Welcome Guest! To enable all features please Login or Register.

Notification

Icon
Error

Optimize reuse of TestHost*.exe processes
GreenMoose
#1 Posted : Friday, June 15, 2018 2:37:20 PM(UTC)
Rank: Advanced Member

Groups: Registered
Joined: 6/17/2012(UTC)
Posts: 390

Thanks: 85 times
Was thanked: 40 time(s) in 39 post(s)
[v3.17.0.2]
I have recently come back to work in a large solution (with 14k tests) and I notice whenever I run non-trivial amount of tests the throughput with NCrunch is dreadfully slow (compared to how I remembered it).

I noticed that TestHost processes are constantly being created/terminated. If I recall correctly, NCrunch tend to reuse processes more often back in the days?

See screencast video example http://recordit.co/xA0AKihvAB
("Rows" at top right = Sql statements towards db, the tests themselves should be fairly CPU relaxed since SQL Server should do most of the job so the CPU spikes should be when the NHibernate factory is initialized).
Video Screenshot

It seems like pretty much every "Run X Tests" batch will spawn a new TestHost process (which in turn takes about 8s to initialize due to NHibernate config spin-up).
I have tried to set settings "as high as I can" (8 core machine) but it does not seem to matter:
NCrunch Perf Settings


Core load is pretty much idle at 0%, I've disabled all grid nodes and solution have 15 test projects (in order to avoid having 1 giant test project taking forever to analyze/compile).

Any ideas?

Thanks.
Remco
#2 Posted : Saturday, June 16, 2018 12:54:59 AM(UTC)
Rank: NCrunch Developer

Groups: Administrators
Joined: 4/16/2011(UTC)
Posts: 5,277

Thanks: 695 times
Was thanked: 856 time(s) in 814 post(s)
Thanks for sharing this problem.
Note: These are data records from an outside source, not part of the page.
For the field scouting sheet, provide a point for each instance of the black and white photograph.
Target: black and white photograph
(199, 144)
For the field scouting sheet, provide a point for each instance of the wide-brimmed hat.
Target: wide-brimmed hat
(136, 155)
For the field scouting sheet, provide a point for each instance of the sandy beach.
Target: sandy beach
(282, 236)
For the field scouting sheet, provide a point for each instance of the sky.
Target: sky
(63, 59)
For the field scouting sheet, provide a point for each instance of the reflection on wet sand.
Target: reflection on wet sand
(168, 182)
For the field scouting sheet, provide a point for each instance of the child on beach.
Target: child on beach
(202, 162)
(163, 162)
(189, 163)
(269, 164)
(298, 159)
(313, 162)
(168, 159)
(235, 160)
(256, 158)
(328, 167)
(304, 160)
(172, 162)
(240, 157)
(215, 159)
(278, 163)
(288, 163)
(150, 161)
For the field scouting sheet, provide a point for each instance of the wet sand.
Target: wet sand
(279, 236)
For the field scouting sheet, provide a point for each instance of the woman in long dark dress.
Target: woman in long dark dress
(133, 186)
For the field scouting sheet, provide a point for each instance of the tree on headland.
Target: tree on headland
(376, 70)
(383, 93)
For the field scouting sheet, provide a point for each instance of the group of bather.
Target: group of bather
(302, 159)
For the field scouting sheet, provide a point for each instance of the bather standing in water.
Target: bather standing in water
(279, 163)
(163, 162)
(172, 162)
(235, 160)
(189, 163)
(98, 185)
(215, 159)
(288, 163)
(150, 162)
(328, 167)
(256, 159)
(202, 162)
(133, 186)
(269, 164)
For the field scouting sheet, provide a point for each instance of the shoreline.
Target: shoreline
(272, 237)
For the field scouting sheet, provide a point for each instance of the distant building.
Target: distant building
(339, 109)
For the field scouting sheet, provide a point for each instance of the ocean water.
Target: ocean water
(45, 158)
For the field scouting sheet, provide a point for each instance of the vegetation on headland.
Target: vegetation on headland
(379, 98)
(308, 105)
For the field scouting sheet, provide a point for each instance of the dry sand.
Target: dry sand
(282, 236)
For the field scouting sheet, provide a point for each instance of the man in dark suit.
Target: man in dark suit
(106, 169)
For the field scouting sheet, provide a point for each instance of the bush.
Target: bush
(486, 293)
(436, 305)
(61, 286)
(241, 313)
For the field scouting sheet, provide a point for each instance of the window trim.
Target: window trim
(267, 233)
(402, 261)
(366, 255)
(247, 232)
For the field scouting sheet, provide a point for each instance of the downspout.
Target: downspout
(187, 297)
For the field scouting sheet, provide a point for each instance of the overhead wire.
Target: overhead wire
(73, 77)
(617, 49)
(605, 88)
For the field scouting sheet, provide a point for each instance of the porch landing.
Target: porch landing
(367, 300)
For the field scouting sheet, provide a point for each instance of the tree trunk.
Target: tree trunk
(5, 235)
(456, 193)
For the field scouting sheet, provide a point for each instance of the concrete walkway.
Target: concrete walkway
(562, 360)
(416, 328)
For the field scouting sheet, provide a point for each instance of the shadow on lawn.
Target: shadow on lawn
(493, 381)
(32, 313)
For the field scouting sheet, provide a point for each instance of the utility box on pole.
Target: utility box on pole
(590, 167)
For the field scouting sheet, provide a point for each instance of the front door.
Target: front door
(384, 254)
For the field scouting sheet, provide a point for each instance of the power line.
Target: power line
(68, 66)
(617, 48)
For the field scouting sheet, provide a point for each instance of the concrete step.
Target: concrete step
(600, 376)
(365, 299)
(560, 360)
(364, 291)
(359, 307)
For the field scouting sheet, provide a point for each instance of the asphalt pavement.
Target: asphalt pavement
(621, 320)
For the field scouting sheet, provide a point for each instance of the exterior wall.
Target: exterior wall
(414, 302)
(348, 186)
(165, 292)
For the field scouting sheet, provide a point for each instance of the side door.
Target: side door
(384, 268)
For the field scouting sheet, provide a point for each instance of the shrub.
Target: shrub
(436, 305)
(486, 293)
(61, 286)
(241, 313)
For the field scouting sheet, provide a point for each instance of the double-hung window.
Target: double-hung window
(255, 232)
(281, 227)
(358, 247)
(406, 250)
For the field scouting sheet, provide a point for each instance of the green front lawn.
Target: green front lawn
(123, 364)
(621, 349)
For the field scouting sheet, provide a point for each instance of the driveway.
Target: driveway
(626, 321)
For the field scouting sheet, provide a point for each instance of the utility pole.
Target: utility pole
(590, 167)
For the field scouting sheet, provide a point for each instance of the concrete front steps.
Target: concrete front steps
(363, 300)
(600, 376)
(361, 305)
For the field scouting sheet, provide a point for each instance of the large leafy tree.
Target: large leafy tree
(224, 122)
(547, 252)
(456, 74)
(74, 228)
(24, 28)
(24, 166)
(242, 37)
Is there any chance you could submit a bug report? The volume of log data here might reduce the effectiveness of the bug report system, but there's still a chance I might be able to find useful information in there.
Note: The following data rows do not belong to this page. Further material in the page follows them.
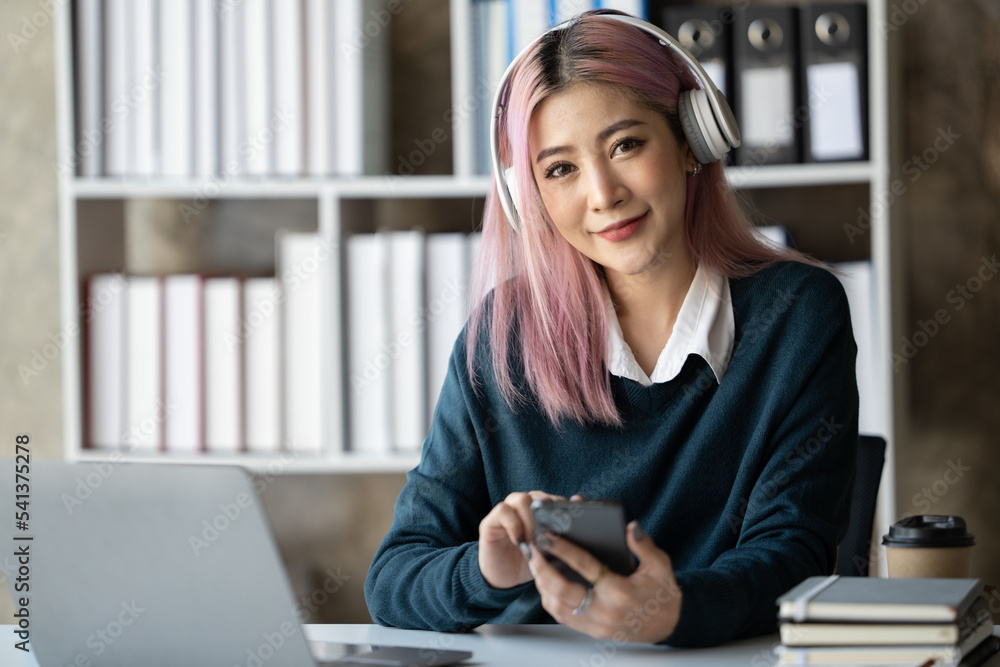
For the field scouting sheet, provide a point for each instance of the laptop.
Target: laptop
(158, 564)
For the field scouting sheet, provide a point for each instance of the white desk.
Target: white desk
(551, 646)
(515, 646)
(511, 646)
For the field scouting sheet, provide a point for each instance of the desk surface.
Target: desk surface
(518, 645)
(507, 645)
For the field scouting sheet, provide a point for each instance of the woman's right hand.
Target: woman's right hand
(501, 561)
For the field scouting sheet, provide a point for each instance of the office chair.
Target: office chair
(853, 550)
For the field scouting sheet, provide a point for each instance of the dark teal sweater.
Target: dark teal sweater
(745, 484)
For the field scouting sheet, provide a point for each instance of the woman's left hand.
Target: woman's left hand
(642, 607)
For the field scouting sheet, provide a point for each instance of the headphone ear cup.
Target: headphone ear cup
(510, 180)
(700, 126)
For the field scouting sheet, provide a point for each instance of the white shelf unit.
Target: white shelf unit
(331, 194)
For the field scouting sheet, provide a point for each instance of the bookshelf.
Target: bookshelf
(93, 208)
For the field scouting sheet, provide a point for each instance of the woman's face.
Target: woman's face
(612, 177)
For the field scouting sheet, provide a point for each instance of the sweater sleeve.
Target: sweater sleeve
(797, 511)
(425, 575)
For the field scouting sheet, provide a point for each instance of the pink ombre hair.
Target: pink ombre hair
(543, 289)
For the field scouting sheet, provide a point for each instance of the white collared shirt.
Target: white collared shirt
(704, 326)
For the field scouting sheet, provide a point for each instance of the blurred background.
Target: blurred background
(945, 71)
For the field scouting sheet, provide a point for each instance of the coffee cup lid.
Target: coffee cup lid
(929, 530)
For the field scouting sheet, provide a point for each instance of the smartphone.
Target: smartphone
(595, 525)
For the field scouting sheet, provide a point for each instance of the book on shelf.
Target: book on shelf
(144, 89)
(369, 358)
(145, 411)
(320, 88)
(257, 146)
(183, 357)
(447, 280)
(261, 310)
(116, 77)
(195, 88)
(859, 284)
(879, 600)
(407, 331)
(879, 633)
(176, 120)
(287, 67)
(105, 359)
(223, 365)
(89, 31)
(206, 88)
(232, 93)
(303, 259)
Are you making use of any NCrunch.Framework attributes?
GreenMoose
#3 Posted : Monday, June 18, 2018 7:07:07 AM(UTC)
Rank: Advanced Member

Groups: Registered
Joined: 6/17/2012(UTC)
Posts: 390

Thanks: 85 times
Was thanked: 40 time(s) in 39 post(s)
Remco;12345 wrote:
Thanks for sharing this problem. Is there any chance you could submit a bug report? The volume of log data here might reduce the effectiveness of the bug report system, but there's still a chance I might be able to find useful information in there.

Bug report submitted.

Remco;12345 wrote:
Are you making use of any NCrunch.Framework attributes?

Yes: Explicit, ExclusivelyUses, RequiresCapability and Serial it seems.
Remco
#4 Posted : Tuesday, June 19, 2018 1:32:52 AM(UTC)
Rank: NCrunch Developer

Groups: Administrators
Joined: 4/16/2011(UTC)
Posts: 5,277

Thanks: 695 times
Was thanked: 856 time(s) in 814 post(s)
Thanks for sharing the report.

In the approximately 2 minute capture included in the report, the engine successfully re-used test processes 11 times, and in 4 cases needed to start new ones. I couldn't find anything unusual about the process signatures that would force the engine to unnecessarily restart them.

How have you configured NHibernate to start up? Is this being done once per process using static state?

If you have the resources, it might be worth further increasing the number of processes you have in your process pool. It's quite possible that the distribution of tests between your multiple test projects is creating a scenario where the engine is pushing back and forward between different types of process to support its concurrency demands, and that the process pool isn't able to store enough of them to work efficiently.
GreenMoose
#5 Posted : Tuesday, June 19, 2018 6:48:36 AM(UTC)
Rank: Advanced Member

Groups: Registered
Joined: 6/17/2012(UTC)
Posts: 390

Thanks: 85 times
Was thanked: 40 time(s) in 39 post(s)
Remco;12351 wrote:
How have you configured NHibernate to start up? Is this being done once per process using static state?

Yeah, once per process using static state.

When I rerun it this morning to verify (although I rebooted computer yesterday) I cannot reproduce it either (it reuses the processes and does not look anything like the screencast video in my initial post).
I tried wiping NCrunch cache as well but it didn't change the outcome. Maybe overall memory usage in the OS could be the culprit.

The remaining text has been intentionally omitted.